For years now, AMD has taken on the responsibility of defining new types of memory to be used in graphics cards, standards that have eventually come to be used by the entire industry. Typically, being first out of the gate with a new graphics-oriented memory technology has given AMD a competitive advantage in that first generation of products. For instance, the introduction of GDDR5 allowed the Radeon HD 4870 to capture the performance crown back in the day.
Trouble is, GDDR5 is still the standard memory type for graphics processors to this day, seven years after the 4870's introduction. Graphics memory has gotten faster over time, of course, but it hasn't fundamentally changed for a long while.
GDDR5's reign is about to end, however, thanks to a new type of memory known by the ridiculously generic name of high-bandwidth memory (HBM). Although we've been waiting quite a while for a change, HBM looks a be a fairly monumental shift as these things go, thanks to a combination of new fabrication methods and smart engineering. The first deployment of HBM is likely to be alongside Fiji, AMD's upcoming high-end GPU, expected to be called the Radeon R9 390X.
Fiji is a fitting companion for HBM since a team of engineers at AMD has once again helped lead the charge in its development. In fact, that team has been led by one of the very same engineers responsible for past GDDR standards, Joe Macri. I recently had the chance to speak with Macri, and he explained in some detail the motivations and choices that led to the development of HBM. Along the way, he revealed quite a bit of information about what we can likely expect from Fiji's memory subsystem. I think it's safe to say the new Radeon will have the highest memory bandwidth of any single-GPU graphics card on the market—and not by a little bit. But I'm getting ahead of myself. Let's start at the beginning.
The impetus behind HBM
Macri said the HBM development effort started inside of AMD seven years ago, so not long after GDDR5 was fully baked. He and his team were concerned about the growing proportion of the total PC power budget consumed by memory, and they suspected that memory power consumption would eventually become a limiting factor in overall performance.
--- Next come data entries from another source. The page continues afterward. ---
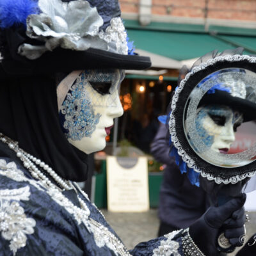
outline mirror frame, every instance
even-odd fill
[[[209,180],[225,184],[236,184],[255,175],[256,160],[244,166],[234,168],[218,166],[204,161],[194,151],[188,141],[183,119],[187,100],[194,88],[209,74],[228,68],[244,68],[256,73],[256,57],[237,54],[221,56],[194,67],[187,74],[175,91],[172,99],[169,121],[172,141],[188,166],[199,172]]]

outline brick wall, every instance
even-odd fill
[[[124,13],[138,13],[139,0],[120,0]],[[153,15],[204,18],[205,0],[152,0]],[[208,0],[210,19],[256,20],[256,0]]]

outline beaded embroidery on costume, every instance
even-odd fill
[[[126,249],[122,241],[117,238],[113,234],[112,234],[108,228],[104,227],[102,224],[95,221],[92,218],[90,218],[90,211],[85,203],[84,200],[79,197],[79,202],[81,203],[82,208],[78,207],[75,205],[68,198],[65,196],[61,192],[60,189],[58,188],[57,186],[52,184],[51,188],[46,186],[45,184],[41,180],[35,180],[33,179],[30,179],[25,177],[24,173],[19,170],[17,167],[16,164],[14,162],[10,162],[6,163],[6,161],[4,159],[0,159],[1,168],[2,170],[0,170],[0,174],[4,175],[10,179],[12,179],[17,181],[24,181],[28,182],[33,186],[35,186],[36,188],[44,190],[54,200],[57,204],[62,206],[65,209],[65,210],[74,218],[78,225],[83,224],[88,230],[92,233],[93,236],[95,243],[98,247],[103,247],[104,246],[111,250],[116,256],[130,256],[131,254],[129,253],[128,250]],[[18,175],[17,175],[18,173]],[[74,187],[76,186],[76,188],[78,188],[79,191],[83,194],[83,196],[88,200],[88,196],[85,193],[79,189],[79,186],[74,183]],[[11,191],[9,189],[4,189],[0,192],[0,198],[3,195],[5,195],[5,197],[7,196],[8,198],[15,199],[15,200],[29,200],[29,196],[30,195],[30,192],[29,191],[29,187],[26,186],[22,189],[13,189]],[[9,192],[9,193],[8,193]],[[19,195],[21,194],[22,195]],[[18,197],[17,197],[18,196]],[[22,218],[23,222],[26,224],[26,228],[24,229],[24,225],[20,225],[20,228],[23,228],[21,232],[24,234],[33,234],[33,229],[32,228],[35,226],[35,221],[31,218],[25,218],[24,217],[23,212],[24,209],[22,209],[19,205],[12,205],[10,206],[7,205],[7,211],[10,212],[12,211],[13,209],[15,209],[19,212],[21,212],[20,216],[18,217]],[[6,207],[5,207],[6,208]],[[6,212],[4,208],[4,212]],[[2,212],[1,208],[0,208],[0,214]],[[18,211],[19,210],[19,211]],[[10,214],[9,214],[10,215]],[[0,221],[2,221],[3,218],[1,218],[2,215],[0,215]],[[13,216],[12,219],[12,221],[14,221],[17,217],[17,214]],[[2,227],[4,228],[6,227],[4,224],[6,214],[4,215],[4,219],[3,219],[3,226],[2,225],[2,222],[0,222],[0,228],[2,230]],[[34,223],[35,221],[35,223]],[[34,225],[35,224],[35,225]],[[19,223],[20,225],[20,223]],[[28,227],[27,227],[28,226]],[[18,227],[19,227],[19,226]],[[33,229],[33,232],[32,229]],[[15,234],[12,233],[12,237],[15,237]],[[3,233],[2,233],[3,236]],[[6,236],[7,237],[7,236]],[[10,237],[10,236],[8,236]],[[26,238],[26,236],[25,236]],[[19,248],[26,246],[26,241],[24,236],[22,235],[22,237],[19,237],[19,240],[17,243],[12,243],[13,244],[10,247],[12,250],[16,252]],[[12,238],[11,238],[12,239]],[[10,240],[10,239],[9,239]],[[13,247],[14,246],[14,247]],[[17,249],[15,249],[17,248]]]
[[[164,237],[167,239],[162,240],[160,246],[153,250],[153,256],[180,256],[178,249],[180,247],[179,242],[173,240],[173,237],[180,232],[182,230],[173,231]]]
[[[36,221],[27,218],[19,201],[28,201],[29,187],[0,190],[0,232],[2,237],[10,241],[9,248],[16,255],[17,250],[26,246],[28,234],[34,233]]]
Beyond that, GDDR5 has some other drawbacks that were cause for concern. As anybody who has looked closely at a high-end graphics card will know, the best way to grow the bandwidth available to a GPU is to add more memory channels on the chip and more corresponding DRAMs on the card. Those extra DRAM chips chew up board real-estate and power, so there are obvious limits to how far this sort of solution will scale up. AMD's biggest GPU today, the Hawaii chip driving the Radeon R9 290 and 290X, has a 512-bit-wide interface, and it's at the outer limits of what we've seen from either of the major desktop GPU players. Going wider could be difficult within the size and power constraints of today's PC expansion cards.
One possible solution to this dilemma is the one that chipmakers have pursued relentlessly over the past couple of decades in order to cut costs, drive down power use, shrink system footprints, and boost performance: integration. CPUs in particular have integrated everything from the floating-point units to the memory controller to south bridge I/O logic. In nearly every case, this katamari-like absorption of various system components has led to tangible benefits. Could the integration of memory into the CPU or GPU have the same benefits?
Possibly, but it's not quite that easy.
Macri explained that the processes used to make DRAM and logic chips like GPUs are different enough to make integration of large memory and logic arrays on the same chip prohibitively expensive. With that option off of the table, the team had to come up with another way to achieve the benefits of integration. The solution they chose pulls memory in very close to the GPU while keeping it on a separate silicon die. In fact, it involves a bunch of different silicon dies stacked on top of one another in a "3D" configuration.
And it's incredibly cool tech.
Something different: HBM's basic layout
Any HBM solution has three essential components: a main chip (either a GPU, CPU, or SoC), one or more DRAM stacks, and an underlying silicon wafer known as an interposer. The interposer is a simple silicon die, usually manufactured using an older and larger chip fabrication process, that sits beneath both the main chip and the DRAM stacks.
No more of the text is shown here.